# Base Card Value: Gaussian vs Poisson

/All of these mathematical endeavours begin with the presumption that Blizzard has a secret formula it uses to compute the amount of mana a card ought to cost. The value on the card will be different on the card for one of three reasons - the influence of mechanics, the effects of rounding (because a card costs 1 or 2 mana, not 1.5), and tweaking based on how it plays (variance introduced through human evaluation).
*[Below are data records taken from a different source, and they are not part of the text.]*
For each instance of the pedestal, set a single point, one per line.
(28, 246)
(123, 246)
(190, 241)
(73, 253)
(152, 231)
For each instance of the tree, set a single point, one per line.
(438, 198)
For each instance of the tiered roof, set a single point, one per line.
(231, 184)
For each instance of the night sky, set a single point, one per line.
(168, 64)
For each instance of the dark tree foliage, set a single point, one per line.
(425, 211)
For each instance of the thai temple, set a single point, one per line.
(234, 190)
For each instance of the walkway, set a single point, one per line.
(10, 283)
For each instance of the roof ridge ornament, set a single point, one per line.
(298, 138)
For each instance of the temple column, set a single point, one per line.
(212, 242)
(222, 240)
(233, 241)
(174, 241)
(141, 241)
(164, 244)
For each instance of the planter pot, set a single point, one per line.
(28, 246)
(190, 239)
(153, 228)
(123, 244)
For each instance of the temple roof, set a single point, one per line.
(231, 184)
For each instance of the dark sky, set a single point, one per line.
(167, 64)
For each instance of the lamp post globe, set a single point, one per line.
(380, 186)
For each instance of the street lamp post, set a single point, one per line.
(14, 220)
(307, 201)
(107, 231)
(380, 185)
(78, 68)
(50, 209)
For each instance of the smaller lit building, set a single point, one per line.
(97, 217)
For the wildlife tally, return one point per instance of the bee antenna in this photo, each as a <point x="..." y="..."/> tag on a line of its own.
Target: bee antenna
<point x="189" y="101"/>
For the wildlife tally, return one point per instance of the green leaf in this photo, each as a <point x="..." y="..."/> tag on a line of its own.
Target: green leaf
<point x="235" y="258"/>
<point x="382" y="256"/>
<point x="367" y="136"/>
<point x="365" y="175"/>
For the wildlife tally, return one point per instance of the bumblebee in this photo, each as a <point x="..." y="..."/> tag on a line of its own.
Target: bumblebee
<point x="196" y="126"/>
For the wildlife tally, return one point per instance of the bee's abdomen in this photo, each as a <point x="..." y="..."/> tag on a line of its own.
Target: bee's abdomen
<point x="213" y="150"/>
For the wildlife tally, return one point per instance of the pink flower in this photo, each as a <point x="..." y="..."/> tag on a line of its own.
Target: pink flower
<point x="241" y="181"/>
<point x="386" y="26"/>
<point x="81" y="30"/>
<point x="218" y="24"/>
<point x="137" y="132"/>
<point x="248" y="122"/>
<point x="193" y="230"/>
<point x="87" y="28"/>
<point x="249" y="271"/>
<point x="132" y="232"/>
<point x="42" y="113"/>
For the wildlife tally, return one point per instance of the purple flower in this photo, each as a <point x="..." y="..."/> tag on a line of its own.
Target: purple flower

What we're ultimatley trying to build (for the base card value) is a model of the basic relationships between the values on the card (Attack, Health, and Mana), and these other effects, to 'reverse-engineer' the basic formula.

A standard lm model uses a family of functions for analyzing the variance of a dataset based on the assumption that there's a gaussian distribution in your data, and is primarily concerned with producing a binary predictor for those values.

As always, model fitting is part art, part science, and part throwing shit at the wall to see what works. Or, it is when I do it, at any rate.

So.

Given our belief that there's a direct, additive relationship between the base card value and the attack/defense values on the card, *in theory*, a glm on a poisson family should get you a better fit than the gaussian; it better represents the expected behaviour of a count variable. But is it true?

First, the original, gaussian LM fit from last time.

```
Call: lm(formula = Mana ~ Attack + Health, data = dataset, subset = CardType == 1 & CardText == "" & Mana > 0)
Residuals: Min 1Q Median 3Q Max -1.9940 -0.2844 0.1968 0.2218 0.7611
Coefficients: Estimate Std. Error t value Pr(>|t|)
(Intercept) -0.16376 0.14999 -1.092 0.283
Attack 0.50626 0.06172 8.202 2.28e-09 _*_
## Health 0.43566 0.06107 7.134 4.27e-08 _*_
Signif. codes: 0 ‘**_’ 0.001 ‘_**_’ 0.01 ‘_’ 0.05 ‘.’ 0.1 ‘ ’ 1
Residual standard error: 0.4999 on 32 degrees of freedom Multiple R-squared: 0.9359, Adjusted R-squared: 0.9319 F-statistic: 233.6 on 2 and 32 DF, p-value: < 2.2e-16
```

Now let's change tack.

If we presume that our outcome value is "count"-like - additive in nature from the base values on the card - we can switch to the generalized linear model, and switch to a poisson distribution - with intriguing results.

```
glm(formula = Mana ~ Attack + Health, family = family, data = dataset, subset = CardType == 1 & CardText == "" & Mana > 0)
Deviance Residuals:
Min 1Q Median 3Q Max
-1.0093 -0.2435 -0.1382 0.2194 0.9077
Coefficients:
Estimate Std. Error z value Pr(>|z|)
(Intercept) -0.17849 0.23141 -0.771 0.4405
Attack 0.14891 0.06234 2.389 0.0169 *
Health 0.16466 0.06622 2.487 0.0129 *
---
Signif. codes: 0 ‘***’ 0.001 ‘**’ 0.01 ‘*’ 0.05 ‘.’ 0.1 ‘ ’ 1
(Dispersion parameter for poisson family taken to be 1)
Null deviance: 44.9140 on 34 degrees of freedom
Residual deviance: 4.4248 on 32 degrees of freedom
AIC: 101.1
Number of Fisher Scoring iterations: 4
```

Note the differences in the two sets of graphs:

**Residuals are healthier.**The residuals on the poisson distribution have better deviations; LM range was -1.9940 to 0.7611 (~2.75); our Poisson GLM is -1.0093 to 0.9077 (~1.9).**Residual QQ is better.**The two graphs are day and night; you now see a nice, clean, quantized Q-Q for the residuals, showing the stair-stepping you'd expect to see when you know that whatever magic formula exists has the effects of rounding (because mana is an integer) applied.**Cook's Distance improved.**We go from having some pretty strange outliers to being within 0.06 on all modelled values.

Scale-Location and Residuals Vs Leverage also see huge improvements over their normal counterpart.

In short, the poisson family appears to do a much better job of estimating the base value of the card than the normal family.